If you’re planning a vaginal birth (or have ever sat in on a mother’s group conversation) then chances are you’ve heard the term, episiotomy come up. It’s often accompanied by shivers and sympathetic grimaces.
What is an episiotomy?
An episiotomy is a surgical procedure in which an incision is made in the perineum, the area between the vaginal opening and the anus, during childbirth. The purpose of an episiotomy is to create a wider opening for the baby to pass through, potentially reducing the risk of extensive tearing and facilitating a smoother delivery.
Historically, episiotomies were performed routinely as a standard practice during childbirth. However, their use has significantly decreased in recent years due to growing evidence suggesting that routine episiotomies may not provide substantial benefits and may increase the risk of complications.
When an episiotomy is deemed necessary, it is typically performed under local anesthesia and may be either a midline episiotomy (perpendicular to the vaginal opening) or a mediolateral episiotomy (angled to the side). The specific type of episiotomy performed depends on the healthcare provider’s judgment and the circumstances of the delivery.
After the baby is delivered, the episiotomy incision is typically sutured (stitched) to promote healing. Proper care and hygiene of the episiotomy site are essential to minimise the risk of infection and promote healing. The sutures used are typically absorbable and dissolve on their own over time.
It’s important to note that episiotomies are not performed routinely during childbirth anymore. They are typically reserved for specific situations where there is a perceived need, such as cases of fetal distress, instrumental delivery (e.g., forceps or vacuum extraction), or when a spontaneous tear is likely to be more severe than an episiotomy.
The decision to perform an episiotomy should involve a discussion between the healthcare provider and the expectant mother, weighing the potential benefits against the risks and considering individual circumstances.
How is an episiotomy performed?
Your doctor or midwife will perform the procedure and will either top up your epidural if you have one or provide some local anaesthetic to help numb the pain so you cannot feel it.
There are generally two types of incisions:
- Midline incision is a vertical incision, and is often easier to repair, however there is risk of it extending to the anus.
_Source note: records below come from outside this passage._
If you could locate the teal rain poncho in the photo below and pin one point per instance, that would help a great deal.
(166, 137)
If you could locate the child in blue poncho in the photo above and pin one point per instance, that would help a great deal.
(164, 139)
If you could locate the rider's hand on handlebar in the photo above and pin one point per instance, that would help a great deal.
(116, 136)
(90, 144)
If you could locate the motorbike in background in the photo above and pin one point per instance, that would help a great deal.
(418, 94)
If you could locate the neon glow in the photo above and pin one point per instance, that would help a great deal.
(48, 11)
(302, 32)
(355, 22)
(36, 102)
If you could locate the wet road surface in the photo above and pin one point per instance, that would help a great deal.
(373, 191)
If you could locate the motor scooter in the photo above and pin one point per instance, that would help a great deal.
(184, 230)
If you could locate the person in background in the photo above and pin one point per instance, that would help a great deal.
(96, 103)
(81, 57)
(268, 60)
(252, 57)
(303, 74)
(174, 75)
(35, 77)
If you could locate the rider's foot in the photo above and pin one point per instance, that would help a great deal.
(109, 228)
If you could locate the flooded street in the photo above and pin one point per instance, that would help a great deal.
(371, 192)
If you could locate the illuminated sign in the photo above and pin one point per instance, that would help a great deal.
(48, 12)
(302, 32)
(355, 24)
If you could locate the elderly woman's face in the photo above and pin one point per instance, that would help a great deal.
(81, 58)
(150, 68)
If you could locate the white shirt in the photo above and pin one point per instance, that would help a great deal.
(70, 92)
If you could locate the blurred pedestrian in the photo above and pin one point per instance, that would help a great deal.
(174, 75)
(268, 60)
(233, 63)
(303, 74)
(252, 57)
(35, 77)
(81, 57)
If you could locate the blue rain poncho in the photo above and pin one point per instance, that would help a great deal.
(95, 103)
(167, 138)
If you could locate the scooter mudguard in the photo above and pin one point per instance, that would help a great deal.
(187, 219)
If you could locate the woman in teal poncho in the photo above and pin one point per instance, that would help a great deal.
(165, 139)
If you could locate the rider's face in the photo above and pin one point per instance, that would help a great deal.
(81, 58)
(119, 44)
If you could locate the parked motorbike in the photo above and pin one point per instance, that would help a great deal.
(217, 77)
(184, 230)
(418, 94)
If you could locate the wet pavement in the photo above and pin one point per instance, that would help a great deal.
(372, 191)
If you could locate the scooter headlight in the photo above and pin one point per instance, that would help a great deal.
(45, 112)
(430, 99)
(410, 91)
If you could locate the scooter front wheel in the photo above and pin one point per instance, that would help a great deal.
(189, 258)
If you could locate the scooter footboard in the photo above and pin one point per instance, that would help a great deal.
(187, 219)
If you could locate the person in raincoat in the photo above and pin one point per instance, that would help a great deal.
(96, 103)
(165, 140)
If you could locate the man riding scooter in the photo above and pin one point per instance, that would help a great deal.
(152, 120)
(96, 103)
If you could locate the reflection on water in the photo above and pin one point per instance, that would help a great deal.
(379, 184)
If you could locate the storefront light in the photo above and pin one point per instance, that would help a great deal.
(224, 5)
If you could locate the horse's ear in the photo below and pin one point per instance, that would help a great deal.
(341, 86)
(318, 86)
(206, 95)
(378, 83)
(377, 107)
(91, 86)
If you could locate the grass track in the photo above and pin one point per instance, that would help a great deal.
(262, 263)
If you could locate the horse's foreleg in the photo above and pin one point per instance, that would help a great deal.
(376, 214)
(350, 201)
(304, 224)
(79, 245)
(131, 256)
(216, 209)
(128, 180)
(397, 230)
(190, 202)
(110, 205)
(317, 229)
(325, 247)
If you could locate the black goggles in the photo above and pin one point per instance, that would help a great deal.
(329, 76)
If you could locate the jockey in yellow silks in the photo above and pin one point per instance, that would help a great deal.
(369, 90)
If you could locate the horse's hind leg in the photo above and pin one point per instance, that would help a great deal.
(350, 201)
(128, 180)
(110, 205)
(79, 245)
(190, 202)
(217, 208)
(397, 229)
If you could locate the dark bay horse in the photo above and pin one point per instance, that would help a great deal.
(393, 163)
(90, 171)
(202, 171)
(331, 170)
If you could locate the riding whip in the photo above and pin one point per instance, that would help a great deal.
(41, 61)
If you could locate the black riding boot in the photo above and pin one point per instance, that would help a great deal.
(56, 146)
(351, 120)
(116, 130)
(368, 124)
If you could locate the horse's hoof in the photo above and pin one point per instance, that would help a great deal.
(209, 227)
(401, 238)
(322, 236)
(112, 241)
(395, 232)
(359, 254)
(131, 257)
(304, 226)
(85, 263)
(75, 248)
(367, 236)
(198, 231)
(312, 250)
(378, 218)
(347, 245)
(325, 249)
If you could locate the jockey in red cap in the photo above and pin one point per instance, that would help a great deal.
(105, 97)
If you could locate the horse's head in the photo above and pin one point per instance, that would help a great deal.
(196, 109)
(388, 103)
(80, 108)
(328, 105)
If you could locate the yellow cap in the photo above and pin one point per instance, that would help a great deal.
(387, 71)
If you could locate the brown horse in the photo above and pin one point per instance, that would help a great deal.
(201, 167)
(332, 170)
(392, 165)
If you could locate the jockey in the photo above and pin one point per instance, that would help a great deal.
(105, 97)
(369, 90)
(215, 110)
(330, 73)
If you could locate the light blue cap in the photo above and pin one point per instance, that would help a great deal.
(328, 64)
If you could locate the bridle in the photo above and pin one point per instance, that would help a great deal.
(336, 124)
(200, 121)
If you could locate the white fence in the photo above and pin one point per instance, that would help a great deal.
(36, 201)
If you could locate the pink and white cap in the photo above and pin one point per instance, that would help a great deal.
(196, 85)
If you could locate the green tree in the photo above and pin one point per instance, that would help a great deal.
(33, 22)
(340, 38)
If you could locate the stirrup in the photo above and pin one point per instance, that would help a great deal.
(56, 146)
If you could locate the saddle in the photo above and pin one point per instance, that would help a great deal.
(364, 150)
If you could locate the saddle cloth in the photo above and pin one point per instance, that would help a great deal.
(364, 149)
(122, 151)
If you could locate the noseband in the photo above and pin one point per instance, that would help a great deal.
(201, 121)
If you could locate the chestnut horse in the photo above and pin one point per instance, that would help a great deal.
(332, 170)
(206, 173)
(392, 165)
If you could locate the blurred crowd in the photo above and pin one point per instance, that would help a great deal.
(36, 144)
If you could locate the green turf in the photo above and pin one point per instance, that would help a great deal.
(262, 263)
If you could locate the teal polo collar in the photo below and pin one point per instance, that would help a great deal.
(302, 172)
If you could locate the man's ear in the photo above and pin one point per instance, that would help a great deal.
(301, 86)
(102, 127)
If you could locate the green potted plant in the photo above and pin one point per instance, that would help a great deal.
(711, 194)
- Mediolateral incision is done at an angle and means you have less risk of the tear extending to anus, but can be more difficult to repair and also more painful.
Following the birth of your baby, your doctor or midwife will then stitch up the incision with dissolvable stitches.
What is the recovery like?
As the doctor/midwife uses invisible stitches there should be no follow-ups required, however, recovery can take anywhere up to 6 weeks and can be quite painful.
As with any surgery, there will likely be some bleeding afterwards. This should ease off within the first few days and the stitches should heal and disappear within approximately a month.
It is normal to feel pain down there for a few weeks, especially when you go to the toilet, speak with your doctor/midwife about the best ways to manage it.
One piece of advice is to purchase a peri bottle which enables you to gently cleanse yourself after going to the bathroom in the weeks after childbirth because, trust us, you will not want to be wiping with toilet paper!
If the pain is getting worse, bleeding doesn’t stop or you develop a fever or rash, contact your doctor immediately.
Are there any risks or side effects?
As mentioned above, there is a risk that the incision will extend down to the anus, also known as fourth-degree vaginal tearing and can lead to fecal incontinence – but this is uncommon.
There is also the risk of infection during the recovery, and pain during sex in the months following the birth.
Speak to your doctor or midwife in the lead up to the birth about their thoughts on episiotomies and ask them any questions as well as raise any concerns you may have. While they will do what they feel is best in the situation – as they are there to look after you and your baby and if there are complications they will do what they have to do – but it doesn’t hurt to have the conversation in advance.